Hard Rock Cafes are found in most major cities of the world, and Osaka is no exception. You can get a delicious burger with fries for around 2,000, yen which is a little spendy but worth it considering Japanese burger joints consider a hamburger to be what is essentially cheap meatloaf placed between bread (e.g., Mos Burger).

The HRC in Hommachi, near many of the city’s large offices and the laid-back Utsubo Park, is located in what was once a bank. Besides retaining the feel of Hard Rock Cafes worldwide with its slick interior design and blaring music, this shop hosts DJ events, New Year’s and Halloween parties, and more.

The shop in Universal Studios Japan’s Universal Citywalk shopping complex is the newer of the two, and in my opinion has a far better interior design and atmosphere. As with all Hard Rock Cafes, rare collector’s items are on display inside. This is the perfect way to finish of a day of rides and shopping at Universal Studios.

Both HRCs have gift shops, of course. And incredibly hot waitresses.

The Hommachi branch is located directly outside of exits 9 and 10 of Hommachi Station on the Midosuji, Chuo, and Yotsubashi Subway Lines.
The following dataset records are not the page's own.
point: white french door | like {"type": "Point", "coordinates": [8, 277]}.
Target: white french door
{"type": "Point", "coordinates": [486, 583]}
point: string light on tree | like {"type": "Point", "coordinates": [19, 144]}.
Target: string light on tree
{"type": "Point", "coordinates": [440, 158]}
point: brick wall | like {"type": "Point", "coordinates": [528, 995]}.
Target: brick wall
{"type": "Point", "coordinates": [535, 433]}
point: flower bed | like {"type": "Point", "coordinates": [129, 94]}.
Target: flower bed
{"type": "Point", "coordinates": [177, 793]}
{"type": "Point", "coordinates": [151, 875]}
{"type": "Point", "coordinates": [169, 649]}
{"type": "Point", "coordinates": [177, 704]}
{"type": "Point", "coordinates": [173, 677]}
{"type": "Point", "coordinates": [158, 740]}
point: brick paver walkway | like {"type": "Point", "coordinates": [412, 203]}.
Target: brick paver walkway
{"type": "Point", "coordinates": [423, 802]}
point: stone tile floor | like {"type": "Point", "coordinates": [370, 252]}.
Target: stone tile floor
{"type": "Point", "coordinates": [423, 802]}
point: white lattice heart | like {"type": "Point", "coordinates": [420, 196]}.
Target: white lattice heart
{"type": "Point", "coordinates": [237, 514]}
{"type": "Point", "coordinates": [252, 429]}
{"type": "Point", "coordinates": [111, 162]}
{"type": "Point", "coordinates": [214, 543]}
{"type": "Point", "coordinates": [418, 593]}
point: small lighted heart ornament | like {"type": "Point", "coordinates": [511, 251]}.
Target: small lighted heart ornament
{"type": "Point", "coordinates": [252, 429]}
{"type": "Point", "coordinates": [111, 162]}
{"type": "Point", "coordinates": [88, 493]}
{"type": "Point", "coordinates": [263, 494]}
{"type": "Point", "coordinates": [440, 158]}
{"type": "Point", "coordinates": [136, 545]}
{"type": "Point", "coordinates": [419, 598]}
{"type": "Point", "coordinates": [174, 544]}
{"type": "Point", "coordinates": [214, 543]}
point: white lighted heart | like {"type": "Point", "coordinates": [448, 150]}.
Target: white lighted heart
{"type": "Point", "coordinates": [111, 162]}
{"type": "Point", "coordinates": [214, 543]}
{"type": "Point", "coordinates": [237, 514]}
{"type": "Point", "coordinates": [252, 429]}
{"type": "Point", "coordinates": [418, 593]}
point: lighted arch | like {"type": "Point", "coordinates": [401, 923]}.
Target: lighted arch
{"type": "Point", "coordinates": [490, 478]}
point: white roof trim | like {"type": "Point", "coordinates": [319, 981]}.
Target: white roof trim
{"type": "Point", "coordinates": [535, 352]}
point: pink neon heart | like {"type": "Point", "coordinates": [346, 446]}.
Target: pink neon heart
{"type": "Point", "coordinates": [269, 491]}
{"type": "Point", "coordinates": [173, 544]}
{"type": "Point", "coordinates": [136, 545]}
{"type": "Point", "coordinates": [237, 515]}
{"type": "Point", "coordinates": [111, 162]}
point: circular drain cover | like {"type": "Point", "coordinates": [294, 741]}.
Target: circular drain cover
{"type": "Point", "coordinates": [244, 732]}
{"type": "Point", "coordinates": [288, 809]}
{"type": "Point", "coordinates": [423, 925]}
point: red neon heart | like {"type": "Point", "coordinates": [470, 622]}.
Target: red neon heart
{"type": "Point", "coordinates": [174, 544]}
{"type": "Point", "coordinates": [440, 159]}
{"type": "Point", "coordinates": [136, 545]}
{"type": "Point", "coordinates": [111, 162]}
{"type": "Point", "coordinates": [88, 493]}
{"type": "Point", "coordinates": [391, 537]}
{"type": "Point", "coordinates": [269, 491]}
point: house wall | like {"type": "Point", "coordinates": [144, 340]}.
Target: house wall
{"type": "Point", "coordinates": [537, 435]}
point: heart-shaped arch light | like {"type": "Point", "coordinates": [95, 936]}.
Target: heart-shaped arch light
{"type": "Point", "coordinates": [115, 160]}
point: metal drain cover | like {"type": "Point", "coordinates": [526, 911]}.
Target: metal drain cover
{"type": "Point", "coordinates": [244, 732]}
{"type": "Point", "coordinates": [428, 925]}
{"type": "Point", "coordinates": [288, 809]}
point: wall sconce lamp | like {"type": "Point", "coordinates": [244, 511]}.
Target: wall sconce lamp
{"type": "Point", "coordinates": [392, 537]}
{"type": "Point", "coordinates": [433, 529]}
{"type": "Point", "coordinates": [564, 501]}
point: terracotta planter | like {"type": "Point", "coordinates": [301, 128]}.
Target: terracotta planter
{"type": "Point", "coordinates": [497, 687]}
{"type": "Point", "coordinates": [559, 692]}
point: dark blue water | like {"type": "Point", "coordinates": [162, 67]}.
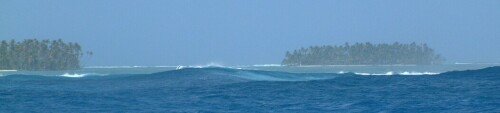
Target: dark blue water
{"type": "Point", "coordinates": [232, 90]}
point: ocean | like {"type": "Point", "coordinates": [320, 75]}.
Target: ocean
{"type": "Point", "coordinates": [257, 88]}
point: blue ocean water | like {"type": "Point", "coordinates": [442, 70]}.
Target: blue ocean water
{"type": "Point", "coordinates": [255, 89]}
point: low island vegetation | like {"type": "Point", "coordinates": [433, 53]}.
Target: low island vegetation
{"type": "Point", "coordinates": [35, 55]}
{"type": "Point", "coordinates": [364, 54]}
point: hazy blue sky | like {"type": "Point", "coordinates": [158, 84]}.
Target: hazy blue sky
{"type": "Point", "coordinates": [236, 32]}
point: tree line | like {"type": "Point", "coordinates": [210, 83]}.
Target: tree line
{"type": "Point", "coordinates": [33, 54]}
{"type": "Point", "coordinates": [364, 54]}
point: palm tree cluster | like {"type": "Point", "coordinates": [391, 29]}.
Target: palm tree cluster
{"type": "Point", "coordinates": [364, 54]}
{"type": "Point", "coordinates": [32, 54]}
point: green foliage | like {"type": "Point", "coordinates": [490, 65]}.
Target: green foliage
{"type": "Point", "coordinates": [32, 54]}
{"type": "Point", "coordinates": [364, 54]}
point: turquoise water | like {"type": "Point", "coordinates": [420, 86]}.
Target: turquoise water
{"type": "Point", "coordinates": [445, 88]}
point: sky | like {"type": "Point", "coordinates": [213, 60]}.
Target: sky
{"type": "Point", "coordinates": [246, 32]}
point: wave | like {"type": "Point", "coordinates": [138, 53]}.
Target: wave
{"type": "Point", "coordinates": [267, 65]}
{"type": "Point", "coordinates": [402, 73]}
{"type": "Point", "coordinates": [76, 75]}
{"type": "Point", "coordinates": [219, 73]}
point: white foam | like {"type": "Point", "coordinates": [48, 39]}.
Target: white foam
{"type": "Point", "coordinates": [73, 75]}
{"type": "Point", "coordinates": [76, 75]}
{"type": "Point", "coordinates": [267, 65]}
{"type": "Point", "coordinates": [418, 73]}
{"type": "Point", "coordinates": [402, 73]}
{"type": "Point", "coordinates": [8, 70]}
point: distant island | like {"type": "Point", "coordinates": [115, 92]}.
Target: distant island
{"type": "Point", "coordinates": [35, 55]}
{"type": "Point", "coordinates": [364, 54]}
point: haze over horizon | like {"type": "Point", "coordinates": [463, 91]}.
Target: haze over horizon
{"type": "Point", "coordinates": [157, 32]}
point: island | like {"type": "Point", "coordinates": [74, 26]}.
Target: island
{"type": "Point", "coordinates": [364, 54]}
{"type": "Point", "coordinates": [40, 55]}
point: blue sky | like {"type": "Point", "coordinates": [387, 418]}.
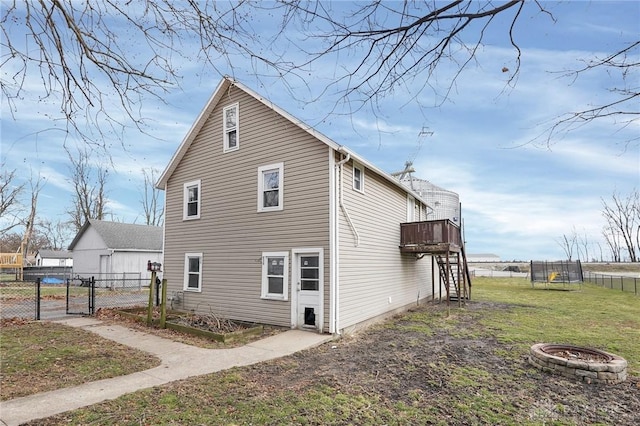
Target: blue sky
{"type": "Point", "coordinates": [518, 197]}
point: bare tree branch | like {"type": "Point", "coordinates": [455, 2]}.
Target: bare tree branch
{"type": "Point", "coordinates": [623, 220]}
{"type": "Point", "coordinates": [10, 193]}
{"type": "Point", "coordinates": [89, 184]}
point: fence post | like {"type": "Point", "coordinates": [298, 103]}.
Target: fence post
{"type": "Point", "coordinates": [163, 307]}
{"type": "Point", "coordinates": [92, 296]}
{"type": "Point", "coordinates": [38, 299]}
{"type": "Point", "coordinates": [68, 285]}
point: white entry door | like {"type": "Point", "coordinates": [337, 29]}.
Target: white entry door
{"type": "Point", "coordinates": [308, 273]}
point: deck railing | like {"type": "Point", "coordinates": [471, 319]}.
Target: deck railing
{"type": "Point", "coordinates": [430, 232]}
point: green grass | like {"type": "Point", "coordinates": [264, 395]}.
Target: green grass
{"type": "Point", "coordinates": [589, 316]}
{"type": "Point", "coordinates": [41, 356]}
{"type": "Point", "coordinates": [464, 383]}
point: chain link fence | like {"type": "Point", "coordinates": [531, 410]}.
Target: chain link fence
{"type": "Point", "coordinates": [18, 299]}
{"type": "Point", "coordinates": [52, 299]}
{"type": "Point", "coordinates": [107, 291]}
{"type": "Point", "coordinates": [614, 282]}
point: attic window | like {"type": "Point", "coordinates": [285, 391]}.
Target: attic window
{"type": "Point", "coordinates": [191, 200]}
{"type": "Point", "coordinates": [230, 124]}
{"type": "Point", "coordinates": [358, 177]}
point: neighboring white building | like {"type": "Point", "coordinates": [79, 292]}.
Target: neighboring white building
{"type": "Point", "coordinates": [110, 249]}
{"type": "Point", "coordinates": [483, 257]}
{"type": "Point", "coordinates": [53, 258]}
{"type": "Point", "coordinates": [441, 203]}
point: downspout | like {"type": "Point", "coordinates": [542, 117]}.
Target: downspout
{"type": "Point", "coordinates": [334, 243]}
{"type": "Point", "coordinates": [337, 182]}
{"type": "Point", "coordinates": [340, 166]}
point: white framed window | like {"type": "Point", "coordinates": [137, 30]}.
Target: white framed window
{"type": "Point", "coordinates": [193, 272]}
{"type": "Point", "coordinates": [270, 187]}
{"type": "Point", "coordinates": [192, 200]}
{"type": "Point", "coordinates": [275, 275]}
{"type": "Point", "coordinates": [230, 125]}
{"type": "Point", "coordinates": [358, 177]}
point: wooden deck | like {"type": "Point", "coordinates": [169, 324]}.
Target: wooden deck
{"type": "Point", "coordinates": [433, 236]}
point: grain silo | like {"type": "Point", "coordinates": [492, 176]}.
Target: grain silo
{"type": "Point", "coordinates": [442, 204]}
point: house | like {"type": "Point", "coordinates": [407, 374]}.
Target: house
{"type": "Point", "coordinates": [111, 249]}
{"type": "Point", "coordinates": [269, 221]}
{"type": "Point", "coordinates": [53, 258]}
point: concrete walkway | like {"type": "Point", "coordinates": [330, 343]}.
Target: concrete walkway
{"type": "Point", "coordinates": [179, 361]}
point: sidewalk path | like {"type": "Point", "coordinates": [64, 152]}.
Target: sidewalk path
{"type": "Point", "coordinates": [177, 363]}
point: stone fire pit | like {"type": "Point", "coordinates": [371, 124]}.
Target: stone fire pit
{"type": "Point", "coordinates": [585, 364]}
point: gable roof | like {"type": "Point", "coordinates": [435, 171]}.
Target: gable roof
{"type": "Point", "coordinates": [225, 84]}
{"type": "Point", "coordinates": [124, 236]}
{"type": "Point", "coordinates": [53, 254]}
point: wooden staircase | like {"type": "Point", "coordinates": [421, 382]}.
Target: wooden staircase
{"type": "Point", "coordinates": [454, 274]}
{"type": "Point", "coordinates": [442, 239]}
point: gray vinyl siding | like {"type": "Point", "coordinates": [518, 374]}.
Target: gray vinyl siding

The USJ branch is a 3-5 min. walk from Universal City Station on the JR Yumesaki Line (some trains branch off the JR Osaka Loop Line onto this line; you can also transfer from regular JR Loop Line trains, or from the Hanshin Namba Line, at Nishikujo Station).

Horai

December 6, 2009 2 comments

Horai (蓬莱), just one of the many successful businesses born in Osaka, is a popular Chinese food chain. Most visitors will notice the 551 Horai booths set up in stations, which sell Horai’s most popular product, butaman–a steamed pork bun, a food made from dough filled with pork and other ingredients. The Horai name has become known all over Japan since the company’s founding in 1945, and many visitors from outside the Kansai area will buy Horai’s butaman as omiyage (souvenirs/gifts) to take home to their families and coworkers. It is said the “551 Horai” name comes from the original phone number of the company, which was also 551. Outside of its restaurants, Horai’s products are not only sold at numerous major and minor train stations, but in supermarkets and department stores all over Japan, and they can be bought fresh or as frozen foods. Horai also sell ice candy, which is popular during Kansai’s humid summers.